The central tension for the reader is that Lacroix, despite his taciturn nature and his obvious war damage, seems like a decent man. He’s a 19th century version of Walker from The Long Take. It is impossible, really, not to start to believe in him and want him to recover and be happy. Can he really be the man behind the atrocity that Calley is seeking and will ruthlessly kill when he finds him?
But the book itself is strangely unconvincing. There are several factual or contextual errors:
1. The second sentence in the book makes reference to the left hand horse of a pair in tandem and this simply makes no sense.
2. The island on which Lacroix settles for a while is initially reported as having no trees, then it has a few trees, then it is treeless.
3. At one point, people sit round a dining table discussing John Clare’s poetry. But this is 1809 and Clare was not published until 1820.
4. I have holidayed in the Hebrides for several years and the writing set there is generic and characterless: it is hard to believe Miller has been there and it feels like “The Hebrides” is a convenient way of saying “somewhere a long way away”.
5. I am not at all sure about referring to the river in Liverpool as the River Mercy. It sounds like an old name for the river, but I can’t find any evidence it is an actual old name for the river.
That said, there is some beautiful writing in the book.
"He drank a glass of wine. He didn’t want anything stronger. He was experimenting with clarity, with time in its ordinary clothes."
And
"…rain in columns of faint shadow drifted landwards."
Is the beautiful writing enough to overcome the lack of conviction? For this reader, no. For many readers, probably yes.
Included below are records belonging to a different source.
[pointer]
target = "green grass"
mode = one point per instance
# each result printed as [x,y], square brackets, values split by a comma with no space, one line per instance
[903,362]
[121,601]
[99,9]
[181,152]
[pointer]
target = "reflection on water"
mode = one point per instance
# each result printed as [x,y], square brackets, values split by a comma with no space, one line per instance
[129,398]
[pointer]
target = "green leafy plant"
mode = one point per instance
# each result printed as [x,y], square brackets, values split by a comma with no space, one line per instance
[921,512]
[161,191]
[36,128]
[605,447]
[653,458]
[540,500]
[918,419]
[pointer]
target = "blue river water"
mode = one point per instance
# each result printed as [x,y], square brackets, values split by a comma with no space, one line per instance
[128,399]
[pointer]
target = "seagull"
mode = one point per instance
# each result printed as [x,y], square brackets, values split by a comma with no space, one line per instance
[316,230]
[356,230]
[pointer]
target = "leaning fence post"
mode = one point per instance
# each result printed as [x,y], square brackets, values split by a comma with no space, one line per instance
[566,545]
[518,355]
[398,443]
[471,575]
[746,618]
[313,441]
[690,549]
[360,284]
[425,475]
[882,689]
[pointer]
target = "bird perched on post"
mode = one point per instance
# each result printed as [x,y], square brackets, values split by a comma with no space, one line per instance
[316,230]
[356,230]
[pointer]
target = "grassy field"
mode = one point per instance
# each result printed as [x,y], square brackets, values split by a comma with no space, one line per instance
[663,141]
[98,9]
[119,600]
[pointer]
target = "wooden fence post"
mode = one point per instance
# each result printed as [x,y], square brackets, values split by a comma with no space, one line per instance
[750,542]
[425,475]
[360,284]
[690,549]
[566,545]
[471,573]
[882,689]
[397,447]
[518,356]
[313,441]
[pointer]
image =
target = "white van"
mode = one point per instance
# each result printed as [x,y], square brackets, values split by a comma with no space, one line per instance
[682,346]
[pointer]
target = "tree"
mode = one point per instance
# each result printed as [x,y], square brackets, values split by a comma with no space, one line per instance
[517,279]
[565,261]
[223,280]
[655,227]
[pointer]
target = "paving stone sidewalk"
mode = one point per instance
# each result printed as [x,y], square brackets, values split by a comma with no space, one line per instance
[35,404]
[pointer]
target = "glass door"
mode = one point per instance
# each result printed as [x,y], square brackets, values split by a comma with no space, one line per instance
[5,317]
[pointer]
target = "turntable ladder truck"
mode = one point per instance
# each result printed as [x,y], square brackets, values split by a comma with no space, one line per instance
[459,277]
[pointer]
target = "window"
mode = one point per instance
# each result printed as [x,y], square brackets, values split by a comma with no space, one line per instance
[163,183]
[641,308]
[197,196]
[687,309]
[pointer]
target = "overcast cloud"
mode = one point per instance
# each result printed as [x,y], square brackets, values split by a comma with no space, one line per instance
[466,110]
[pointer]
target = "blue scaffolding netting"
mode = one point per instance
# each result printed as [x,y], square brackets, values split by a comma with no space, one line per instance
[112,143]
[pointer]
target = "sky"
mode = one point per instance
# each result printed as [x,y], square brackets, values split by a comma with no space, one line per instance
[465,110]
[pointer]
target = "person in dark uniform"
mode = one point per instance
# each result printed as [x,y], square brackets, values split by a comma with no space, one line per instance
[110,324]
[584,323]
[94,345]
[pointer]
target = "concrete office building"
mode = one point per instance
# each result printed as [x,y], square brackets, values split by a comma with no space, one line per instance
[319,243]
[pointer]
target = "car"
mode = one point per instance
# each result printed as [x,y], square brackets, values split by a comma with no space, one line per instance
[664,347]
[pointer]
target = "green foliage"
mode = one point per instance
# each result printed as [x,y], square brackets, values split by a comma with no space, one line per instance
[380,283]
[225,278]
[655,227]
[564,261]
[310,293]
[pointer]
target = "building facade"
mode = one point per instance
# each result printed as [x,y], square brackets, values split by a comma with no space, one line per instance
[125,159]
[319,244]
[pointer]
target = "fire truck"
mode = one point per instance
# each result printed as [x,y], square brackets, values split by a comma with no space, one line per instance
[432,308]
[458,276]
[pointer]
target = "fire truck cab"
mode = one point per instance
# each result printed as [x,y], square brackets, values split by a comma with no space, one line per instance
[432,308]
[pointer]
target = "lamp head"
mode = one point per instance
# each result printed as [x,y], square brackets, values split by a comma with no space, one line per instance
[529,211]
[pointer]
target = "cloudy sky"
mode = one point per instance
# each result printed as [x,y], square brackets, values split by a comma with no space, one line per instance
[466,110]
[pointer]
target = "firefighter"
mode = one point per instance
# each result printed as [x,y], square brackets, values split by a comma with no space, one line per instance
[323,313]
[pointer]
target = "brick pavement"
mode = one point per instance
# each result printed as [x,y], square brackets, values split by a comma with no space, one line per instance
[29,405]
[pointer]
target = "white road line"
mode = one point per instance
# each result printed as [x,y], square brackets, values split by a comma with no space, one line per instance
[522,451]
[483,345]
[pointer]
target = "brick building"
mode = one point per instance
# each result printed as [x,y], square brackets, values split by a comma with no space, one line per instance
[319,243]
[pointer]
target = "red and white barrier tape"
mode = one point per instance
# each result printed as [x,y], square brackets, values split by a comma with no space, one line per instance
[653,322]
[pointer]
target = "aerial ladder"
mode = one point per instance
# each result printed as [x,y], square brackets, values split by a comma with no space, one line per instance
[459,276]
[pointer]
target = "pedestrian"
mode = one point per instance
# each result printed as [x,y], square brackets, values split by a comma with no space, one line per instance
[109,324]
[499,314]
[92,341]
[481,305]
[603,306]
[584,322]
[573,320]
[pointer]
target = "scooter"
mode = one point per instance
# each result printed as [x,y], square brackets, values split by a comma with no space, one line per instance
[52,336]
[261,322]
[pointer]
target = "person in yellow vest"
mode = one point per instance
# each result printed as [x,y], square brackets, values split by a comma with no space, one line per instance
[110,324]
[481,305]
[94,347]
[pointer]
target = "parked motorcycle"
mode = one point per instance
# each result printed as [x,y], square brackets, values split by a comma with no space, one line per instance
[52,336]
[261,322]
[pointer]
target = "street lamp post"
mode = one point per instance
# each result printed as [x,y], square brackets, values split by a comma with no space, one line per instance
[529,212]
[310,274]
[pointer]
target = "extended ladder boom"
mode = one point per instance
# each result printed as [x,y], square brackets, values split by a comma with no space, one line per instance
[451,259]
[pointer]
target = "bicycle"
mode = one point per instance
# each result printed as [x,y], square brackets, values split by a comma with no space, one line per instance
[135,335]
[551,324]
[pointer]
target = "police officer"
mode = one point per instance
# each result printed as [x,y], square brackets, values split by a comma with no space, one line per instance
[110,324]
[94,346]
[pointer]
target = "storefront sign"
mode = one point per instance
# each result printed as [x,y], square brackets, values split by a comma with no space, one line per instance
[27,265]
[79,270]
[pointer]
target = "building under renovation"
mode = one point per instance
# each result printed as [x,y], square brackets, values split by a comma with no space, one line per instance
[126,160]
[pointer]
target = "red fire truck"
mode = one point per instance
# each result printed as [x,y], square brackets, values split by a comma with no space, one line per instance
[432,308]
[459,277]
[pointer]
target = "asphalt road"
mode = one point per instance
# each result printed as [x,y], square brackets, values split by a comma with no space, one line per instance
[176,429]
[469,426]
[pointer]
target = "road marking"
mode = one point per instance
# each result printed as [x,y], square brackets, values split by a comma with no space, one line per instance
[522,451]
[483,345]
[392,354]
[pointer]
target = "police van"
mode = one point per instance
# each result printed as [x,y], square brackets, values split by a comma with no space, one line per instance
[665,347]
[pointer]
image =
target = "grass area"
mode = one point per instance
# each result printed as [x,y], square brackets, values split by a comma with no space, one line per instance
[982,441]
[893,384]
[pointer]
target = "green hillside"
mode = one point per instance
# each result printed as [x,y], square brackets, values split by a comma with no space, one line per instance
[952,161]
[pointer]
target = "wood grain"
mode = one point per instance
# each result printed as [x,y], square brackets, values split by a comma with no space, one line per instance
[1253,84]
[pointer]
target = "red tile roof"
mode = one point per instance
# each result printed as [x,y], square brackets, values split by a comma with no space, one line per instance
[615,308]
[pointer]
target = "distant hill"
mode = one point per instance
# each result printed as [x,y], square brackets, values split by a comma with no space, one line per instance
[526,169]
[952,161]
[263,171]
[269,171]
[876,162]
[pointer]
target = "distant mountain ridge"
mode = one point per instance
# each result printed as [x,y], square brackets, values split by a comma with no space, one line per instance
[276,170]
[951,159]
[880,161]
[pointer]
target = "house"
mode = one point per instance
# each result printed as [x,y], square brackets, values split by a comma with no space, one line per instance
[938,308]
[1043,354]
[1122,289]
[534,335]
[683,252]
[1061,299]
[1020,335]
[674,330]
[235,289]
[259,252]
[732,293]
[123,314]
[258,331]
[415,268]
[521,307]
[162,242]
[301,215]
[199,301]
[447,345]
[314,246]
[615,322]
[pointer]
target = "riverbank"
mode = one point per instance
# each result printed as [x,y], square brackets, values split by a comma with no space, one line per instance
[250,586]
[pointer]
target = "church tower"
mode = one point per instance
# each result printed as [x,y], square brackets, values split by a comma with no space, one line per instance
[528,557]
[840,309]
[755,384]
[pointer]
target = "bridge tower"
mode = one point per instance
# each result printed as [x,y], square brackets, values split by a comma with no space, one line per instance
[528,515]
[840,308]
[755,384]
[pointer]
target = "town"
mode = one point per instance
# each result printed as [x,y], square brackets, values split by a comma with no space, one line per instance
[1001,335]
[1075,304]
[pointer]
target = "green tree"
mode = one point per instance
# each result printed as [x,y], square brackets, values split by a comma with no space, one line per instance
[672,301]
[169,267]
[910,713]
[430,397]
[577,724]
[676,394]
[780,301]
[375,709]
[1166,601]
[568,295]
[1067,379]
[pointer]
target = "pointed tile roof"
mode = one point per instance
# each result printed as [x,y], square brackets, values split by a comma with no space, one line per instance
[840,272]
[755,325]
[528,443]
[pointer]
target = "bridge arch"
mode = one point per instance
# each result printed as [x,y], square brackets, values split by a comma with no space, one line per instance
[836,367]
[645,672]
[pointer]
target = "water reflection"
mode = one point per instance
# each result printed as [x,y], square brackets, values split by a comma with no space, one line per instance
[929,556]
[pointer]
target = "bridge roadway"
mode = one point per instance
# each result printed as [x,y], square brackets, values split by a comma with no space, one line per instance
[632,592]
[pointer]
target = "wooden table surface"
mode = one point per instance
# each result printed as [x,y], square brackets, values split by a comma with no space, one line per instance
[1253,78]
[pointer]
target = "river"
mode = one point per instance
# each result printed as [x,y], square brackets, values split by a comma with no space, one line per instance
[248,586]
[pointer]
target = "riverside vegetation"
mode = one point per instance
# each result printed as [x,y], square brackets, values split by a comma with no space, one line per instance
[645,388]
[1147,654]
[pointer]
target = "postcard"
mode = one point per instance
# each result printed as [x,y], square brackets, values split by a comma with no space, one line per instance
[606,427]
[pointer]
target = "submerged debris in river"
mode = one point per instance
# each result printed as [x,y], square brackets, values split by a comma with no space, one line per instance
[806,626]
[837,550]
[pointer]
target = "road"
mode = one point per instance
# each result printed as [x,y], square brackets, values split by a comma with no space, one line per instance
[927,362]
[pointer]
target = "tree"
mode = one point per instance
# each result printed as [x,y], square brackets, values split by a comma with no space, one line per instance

Once I noticed some things wrong, I found myself spending more time fact checking than enjoying the story which was a shame because nearly all the facts are OK if you look into them. But once a seed of doubt has been sown, it is hard for a book to recover.
This was my first experience of Miller. He can certainly write beautiful prose. It’s a shame that, for this reader, the attention to detail let the book down.
My thanks to Hodder & Stoughton who made this book available to the first 100 requestors via NetGalley which his how I got my copy.